そういえば「妻が〜」とか言ってたような気もしなくもない。


「予約をしていないのだけど、ドレスを見せてもらうことはできるかしら?」


「もちろんでございます。個室へご案内いたします」


もう一度深く腰を落とすアンドラ店長に、ルチルは扇子を広げてから微笑んだ。


「飾っているドレスを見ながらがいいのだけど」


「飾っている品はほんの一部のデザインになります。ですので、静かなところでごゆっくりカタログをご覧いただいた方がよろしいかと存じます」


ほほう。さすがは洋服屋さんの店長。

エンジェ様に名前を聞くまで知らなかったけど、お店のトップではあるんだから情報は持っているよね。

あたしの服は王宮お抱えのデザイナーか、キルシュブリューテ領にいるフロストが作っているものね。

それが知れ渡っているからこそ、どうして来たんだって不思議でめちゃくちゃ警戒するよね。

もしもあたしとの意見が食い違った場合、周りに会話を聞かれたくないもんね。


「いいえ。プレゼント用を探しているから、できるだけ実物を見たいのよ。空いている席に案内してくれるかしら?」


「かしこまりました。ご案内いたします」


王太子妃殿下という肩書きで脅しているみたいになって、本当に申し訳ない。

2回も言われたら断れないよね。

そして、この店の評判をこれから落とすことも許してほしい。

全てに目を光らせることは難しいと思うけど、公爵家と辺境伯家の婚約式のドレスの進捗を知らないとか職務怠慢だと言われても仕方がないからね。


他のお客さんだったらいいのかという問題じゃなくて、いくら内輪だけの婚約式だとしても着てもらえるなんてある意味広告塔みたいなものでしょ。

どれだけお金をかけたとか、どんな雰囲気だったとか、絶対に話題になるんだから。

宣伝できる場で失敗は許されないんだから、気にしすぎるくらいがいいはずなのよ。


それにしても……本当にブッリブリのブリブリなお店だな。

エンジェ様は可愛いからここの服でも着こなせそうだけど、ここまで普段のエンジェ様の趣味とかけ離れているとは思わなかったよ。

たぶん勧められて断りきれなかったんだろうな。


ここを経営しているのはアンジャー侯爵家。

どっちが勧めたのか知らないけど、親でも子でも引き下がらなさそうだもんね。

まぁ、どこにするかで悩んでいて助かったという部分が強そうな気もするけどね。

アイオラ・アンジャー侯爵令嬢とも仲良くしているらしいし。


ってか、このお店でシンプルなドレスをオーダーしたってことか。

うーん……飾っている服が、たまたまブリブリなだけなのかな?


6つあったソファ席のうち、空いていた左側の奥に通された。

シンシャ王女と横並びで腰を下ろすと、すぐさま紅茶とナッツ類のお茶請け、カタログが数冊運ばれてくる。
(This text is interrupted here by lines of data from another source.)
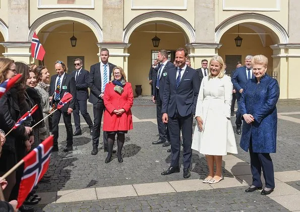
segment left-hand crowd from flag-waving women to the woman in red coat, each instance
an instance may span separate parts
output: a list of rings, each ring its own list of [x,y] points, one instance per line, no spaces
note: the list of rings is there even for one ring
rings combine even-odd
[[[81,135],[80,116],[82,114],[90,128],[93,140],[92,154],[97,154],[100,137],[102,114],[104,112],[103,138],[104,151],[108,152],[105,163],[109,163],[113,150],[115,135],[117,135],[117,160],[123,162],[122,148],[125,134],[133,129],[131,107],[133,105],[133,90],[127,82],[126,74],[121,67],[108,63],[109,51],[101,49],[101,62],[93,65],[90,72],[84,70],[82,60],[75,59],[75,71],[68,74],[68,68],[63,61],[56,61],[56,74],[49,80],[49,72],[45,66],[27,65],[11,59],[0,58],[0,83],[22,74],[17,83],[0,99],[0,176],[8,172],[22,158],[49,134],[53,135],[52,152],[58,151],[58,124],[63,116],[67,130],[67,145],[64,151],[73,150],[73,136]],[[88,87],[91,92],[88,93]],[[57,104],[64,94],[69,92],[73,98],[61,109]],[[94,123],[87,112],[87,99],[93,104]],[[32,116],[8,133],[21,116],[38,106]],[[48,116],[52,113],[52,116]],[[71,123],[74,114],[75,132]],[[42,120],[42,121],[41,121]],[[41,122],[40,122],[41,121]],[[37,125],[36,125],[37,124]],[[0,202],[1,209],[16,210],[23,167],[19,167],[6,179],[0,182],[4,190],[4,198],[8,202]],[[42,182],[49,182],[49,176],[44,175]],[[40,181],[40,182],[41,182]],[[37,204],[41,198],[35,194],[38,186],[30,192],[20,211],[34,211],[30,205]],[[17,211],[17,210],[16,210]]]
「お姉様、どなた宛のプレゼントを選びに来られたのですか?」


「エンジェ様です」


「あの方可愛らしいですものね。きっとこういう服もお似合いになると思います」


だよね。あたしと同じ意見で嬉しい。

それに、ブリブリもだけど、きっとゴスロリファッションでも似合うと思うんだよね。


ゴスロリファッションか……まだ見たことない気がする。

立ち上げて、シトリン様とエンジェ様にアンバンサダーにでもなってもらう?

あ、でも、2人とも可愛い路線だから、綺麗路線のモデルさんも欲しいところだよね。

となると、シトリン様たちじゃなくて領地内でモデルの募集をかけて、キルシュブリューテ領でファッションショーとか開催したらお金になるんじゃない?

たくさんの人が来てくれるだけで経済効果はあるものね。

ふふふふふ。追いつけ追い越せアヴェートワ領だわ。


「ポニャリンスキ辺境伯令嬢様が気に入ってくださいましたのね。とても嬉しい限りです」


純粋に喜んでいると分かるアンドラ店長に、きっとこの人はエンジェ辺境伯令嬢の件に一切関わっていないんだと予想できた。
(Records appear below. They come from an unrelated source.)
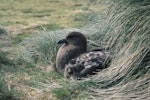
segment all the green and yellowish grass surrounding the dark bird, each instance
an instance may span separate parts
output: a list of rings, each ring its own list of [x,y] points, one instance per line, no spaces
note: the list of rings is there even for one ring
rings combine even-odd
[[[150,98],[149,0],[2,2],[0,99]],[[109,67],[80,81],[54,67],[57,40],[74,30],[87,36],[89,49],[111,47]]]

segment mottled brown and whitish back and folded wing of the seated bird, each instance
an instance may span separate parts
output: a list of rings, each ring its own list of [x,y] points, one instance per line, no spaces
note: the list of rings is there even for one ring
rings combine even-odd
[[[66,66],[66,69],[71,68],[71,76],[74,77],[92,75],[95,74],[95,72],[97,72],[99,69],[104,69],[104,63],[108,56],[109,53],[105,51],[86,52],[70,60],[69,64]],[[64,74],[65,76],[69,75],[67,70],[65,70]]]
本当にいい意味でも悪い意味でも、全てお任せ状態なのだろう。


「気に入られていなければ、そもそも婚約式のドレスをオーダーしないと思うわよ」


「はい。本日妃殿下が来てくださり、不安が取り除かれました」


「どういうことかしら?」


「実はこの度のオーダーは、この店の経営者であるアンジャー侯爵から入ったものでして、ポニャリンスキ辺境伯家の方々とは交流がありませんでしたの。ですので、勧められて断りきれなかったのでは? と不安だったのです」


従業員にそんな不安を覚えられるなんて、あのおっさんここでも相当傍若無人っぽいな。

あの時もすぐに4着同じドレスを用意できたのも、相当無理を言って用意させたんだろうな。
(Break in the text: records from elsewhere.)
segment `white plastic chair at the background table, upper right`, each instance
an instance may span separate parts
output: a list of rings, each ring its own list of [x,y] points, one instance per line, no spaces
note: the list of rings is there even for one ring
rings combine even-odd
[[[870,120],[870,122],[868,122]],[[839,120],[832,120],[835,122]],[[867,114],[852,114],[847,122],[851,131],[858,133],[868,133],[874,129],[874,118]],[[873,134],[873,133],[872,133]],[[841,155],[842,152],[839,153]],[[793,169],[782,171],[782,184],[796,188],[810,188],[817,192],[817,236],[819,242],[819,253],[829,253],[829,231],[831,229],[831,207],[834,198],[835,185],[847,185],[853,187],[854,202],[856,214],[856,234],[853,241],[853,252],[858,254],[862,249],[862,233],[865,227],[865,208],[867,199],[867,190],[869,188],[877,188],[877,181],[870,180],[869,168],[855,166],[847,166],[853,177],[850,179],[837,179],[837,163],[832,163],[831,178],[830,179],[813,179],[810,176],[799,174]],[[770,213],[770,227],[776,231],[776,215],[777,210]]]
じゃないと、昨日今日のような時間で同じドレス4着用意なんて至難の業だもんね。

あの時のドレスは可愛い巾着になって、侍女たちは喜んでいました。

ありがとうございます。


ってかさ、アンジャー侯爵家関わってないよね?

実は……みたいな展開止めてよ。


「嫌でしたら、いくら縁戚の勧めだとしても断っているはずよ」


「そうですよね。本当に安心しました」


アンドラ店長、人が良さそうで、この後のことに心苦しくなるな。

でも、性格と店長としての器は別問題だもんね。

そこまで気にしてたんなら、きちんとケアやらフォローやらしてたらよかったんじゃないのって話だからね。

もしかしたら口が上手いだけで、裏では態度最悪な人かもしれないしね。

お客様はお金様だもんね。


「それで、エンジェ様を担当されている方と相談をしながらプレゼント品を決めていきたいから、その方を呼んでくださる? その方ならサイズ直しも問題ないでしょうし」


「かしこまりました」


アンドラ店長は笑顔で了承してくれ、控えてた店員に「シュラーさんを呼んできて」と伝えている。